I've pulled all the search questions
from the UX thread into a separate thread.
Q: Can we incrementally index
whenever a file changes?
There is no resource model
on the server and no resource change events. That Eclipse desktop infrastructure
is very heavy-weight, memory intensive, and slow to start/stop. All we
have on the server is a file system, and a bunch of servlets that perform
CRUD operations on that file system. There is no metadata about the file
system retained between requests. When we first built the server, it was
considered an important design point to keep the various services independent,
so for examples the servlets doing file access or Git operations don't
know anything about a search service.
I think there is a middle ground
where we could create a very lightweight "change event" queue
that the indexer processes. This could greatly reduce the time to index
for the most common cases and probably mitigate much of the UX problem.

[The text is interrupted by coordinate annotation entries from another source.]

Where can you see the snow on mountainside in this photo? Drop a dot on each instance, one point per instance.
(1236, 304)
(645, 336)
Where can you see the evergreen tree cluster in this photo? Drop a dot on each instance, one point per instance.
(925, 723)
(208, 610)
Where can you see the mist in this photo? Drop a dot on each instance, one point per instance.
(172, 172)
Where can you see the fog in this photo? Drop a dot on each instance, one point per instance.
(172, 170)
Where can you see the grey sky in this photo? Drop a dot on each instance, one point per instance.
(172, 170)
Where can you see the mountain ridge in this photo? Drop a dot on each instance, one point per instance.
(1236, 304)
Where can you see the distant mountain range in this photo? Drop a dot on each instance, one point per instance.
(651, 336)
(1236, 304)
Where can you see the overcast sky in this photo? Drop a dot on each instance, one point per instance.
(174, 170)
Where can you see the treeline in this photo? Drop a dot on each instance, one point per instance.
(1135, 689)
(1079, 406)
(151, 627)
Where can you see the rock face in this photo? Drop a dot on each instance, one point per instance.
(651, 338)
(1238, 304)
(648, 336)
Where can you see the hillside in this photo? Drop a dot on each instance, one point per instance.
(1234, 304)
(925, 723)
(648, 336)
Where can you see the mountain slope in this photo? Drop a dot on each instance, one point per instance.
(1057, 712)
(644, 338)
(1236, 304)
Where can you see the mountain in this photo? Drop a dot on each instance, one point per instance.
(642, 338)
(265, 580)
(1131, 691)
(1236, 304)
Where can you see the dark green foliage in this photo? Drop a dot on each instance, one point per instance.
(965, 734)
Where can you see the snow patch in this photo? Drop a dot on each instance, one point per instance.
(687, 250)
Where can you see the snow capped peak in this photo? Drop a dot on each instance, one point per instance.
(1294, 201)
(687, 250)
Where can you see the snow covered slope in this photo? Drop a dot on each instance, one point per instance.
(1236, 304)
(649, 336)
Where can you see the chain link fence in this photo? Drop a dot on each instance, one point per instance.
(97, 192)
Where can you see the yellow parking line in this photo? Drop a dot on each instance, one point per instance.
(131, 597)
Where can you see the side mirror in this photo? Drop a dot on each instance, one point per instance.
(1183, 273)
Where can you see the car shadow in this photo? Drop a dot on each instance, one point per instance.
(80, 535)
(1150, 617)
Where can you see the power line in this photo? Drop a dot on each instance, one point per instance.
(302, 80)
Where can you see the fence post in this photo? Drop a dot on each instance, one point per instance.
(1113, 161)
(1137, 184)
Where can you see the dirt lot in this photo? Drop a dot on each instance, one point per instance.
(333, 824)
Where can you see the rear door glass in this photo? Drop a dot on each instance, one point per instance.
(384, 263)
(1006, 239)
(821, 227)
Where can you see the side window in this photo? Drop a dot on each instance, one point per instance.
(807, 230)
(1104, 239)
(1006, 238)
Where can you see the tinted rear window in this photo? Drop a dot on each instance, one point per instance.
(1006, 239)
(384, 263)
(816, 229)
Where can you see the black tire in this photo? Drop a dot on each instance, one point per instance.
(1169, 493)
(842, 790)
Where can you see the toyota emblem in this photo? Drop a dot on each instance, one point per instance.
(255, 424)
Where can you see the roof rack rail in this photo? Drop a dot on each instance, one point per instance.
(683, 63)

I have entered this bug to track it: https://bugs.eclipse.org/bugs/show_bug.cgi?id=378371
Q: Can we detect the case where
the time of the last indexing is earlier than the time of the last change
to the user's files?
I can't think of any way to
do this. There is little useful correlation between the timestamp of a
file and the time an indexing occurred. If you import files from zip or
SFTP, the timestamp of the file may be older but the content still not
indexed. If you switch to another branch in git, files can either go backwards
or forwards in time and either way they will need re-indexing. The most
we could say is that if the timestamp of a file is greater than the time
of last indexing, then it probably needs indexing. This wouldn't catch
all the cases, and would still require a crawl of the entire filesystem
comparing timestamps. I don't see us being able to do this on every request.
The first thing our indexer does is compare current file timestamp with
the timestamp of the file record in the index, so our indexer essentially
already does this search and it is not fast.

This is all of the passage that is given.